Este movimiento es un patrón conocido: cuando la urgencia militar concreta no puede sostenerse, el marco de la amenaza se amplía hasta hacerse irrefutable. El propio Trump llegó a declarar que decidió actuar porque tenía "el presentimiento" de que Irán golpearía primero. El presentimiento presidencial reemplazó a la inteligencia técnica.
4. La ley rota
La legalidad de la operación es, como mínimo, profundamente cuestionable. La Carta de las Naciones Unidas permite el uso de la fuerza solo en dos circunstancias: con autorización del Consejo de Seguridad —que no existió, dado que Rusia y China se opusieron frontalmente— o en legítima defensa frente a un ataque armado previo, que tampoco se produjo (Economic Times, 4 de marzo de 2026; Modern Diplomacy, 5 de marzo de 2026).
El coste que no aparece en los briefings
Los bombardeos no fueron quirúrgicos. Entre los episodios más documentados está el ataque a la escuela de niñas Shajareh Tayyebeh en Minab, en el sur de Irán, ocurrido a plena luz del día mientras las aulas estaban llenas de alumnas de entre siete y doce años. Murieron al menos 153 personas (Middle East Eye, 3 de marzo de 2026). Testigos describieron restos humanos en los pupitres. Este tipo de incidentes, sumados a los bombardeos en zonas residenciales de Teherán, han llevado a múltiples organizaciones internacionales a denunciar posibles crímenes de guerra. La narrativa de la operación "limpia y precisa" no sobrevive al contacto con los hechos en el terreno.

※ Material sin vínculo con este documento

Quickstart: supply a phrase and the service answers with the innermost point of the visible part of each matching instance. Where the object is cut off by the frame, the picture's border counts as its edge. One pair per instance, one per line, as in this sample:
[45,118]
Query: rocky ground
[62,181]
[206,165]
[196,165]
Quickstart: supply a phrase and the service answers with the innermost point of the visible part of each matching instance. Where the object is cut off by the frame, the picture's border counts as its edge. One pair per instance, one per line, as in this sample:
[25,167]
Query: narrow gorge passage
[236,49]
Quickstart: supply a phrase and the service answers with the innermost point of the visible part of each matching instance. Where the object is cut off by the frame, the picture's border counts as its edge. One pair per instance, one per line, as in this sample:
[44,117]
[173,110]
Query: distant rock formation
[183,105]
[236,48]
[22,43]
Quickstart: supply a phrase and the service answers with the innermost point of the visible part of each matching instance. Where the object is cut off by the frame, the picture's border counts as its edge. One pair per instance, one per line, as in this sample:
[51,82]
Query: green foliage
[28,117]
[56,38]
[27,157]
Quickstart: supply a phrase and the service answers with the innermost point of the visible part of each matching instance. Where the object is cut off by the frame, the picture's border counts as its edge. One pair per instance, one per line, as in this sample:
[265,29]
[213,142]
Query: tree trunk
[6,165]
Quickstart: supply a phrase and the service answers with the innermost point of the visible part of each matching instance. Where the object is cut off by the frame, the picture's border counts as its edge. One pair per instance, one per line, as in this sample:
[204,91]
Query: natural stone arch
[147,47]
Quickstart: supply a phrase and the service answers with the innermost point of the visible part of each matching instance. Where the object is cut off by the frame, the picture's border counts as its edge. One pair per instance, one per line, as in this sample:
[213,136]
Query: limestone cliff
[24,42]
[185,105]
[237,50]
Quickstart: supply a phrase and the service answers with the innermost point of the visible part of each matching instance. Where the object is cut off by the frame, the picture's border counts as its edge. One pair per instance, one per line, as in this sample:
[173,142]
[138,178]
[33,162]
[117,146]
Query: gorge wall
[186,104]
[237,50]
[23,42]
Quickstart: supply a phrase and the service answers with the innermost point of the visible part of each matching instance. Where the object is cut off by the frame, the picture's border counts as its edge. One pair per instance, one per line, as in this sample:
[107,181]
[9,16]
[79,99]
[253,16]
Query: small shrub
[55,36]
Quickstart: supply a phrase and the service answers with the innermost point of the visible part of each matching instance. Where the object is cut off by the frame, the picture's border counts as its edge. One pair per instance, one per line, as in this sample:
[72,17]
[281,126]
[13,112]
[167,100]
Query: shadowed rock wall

Lo que queda cuando se retiran las capas de justificación es una imagen que no se deja reencuadrar fácilmente.
Esta no fue una guerra inevitable. Fue una guerra elegida, en el peor momento posible, contra el consejo de quienes tenían la información y en el momento exacto en que la otra parte tendía la mano. Eso no es defensa. Es lo contrario.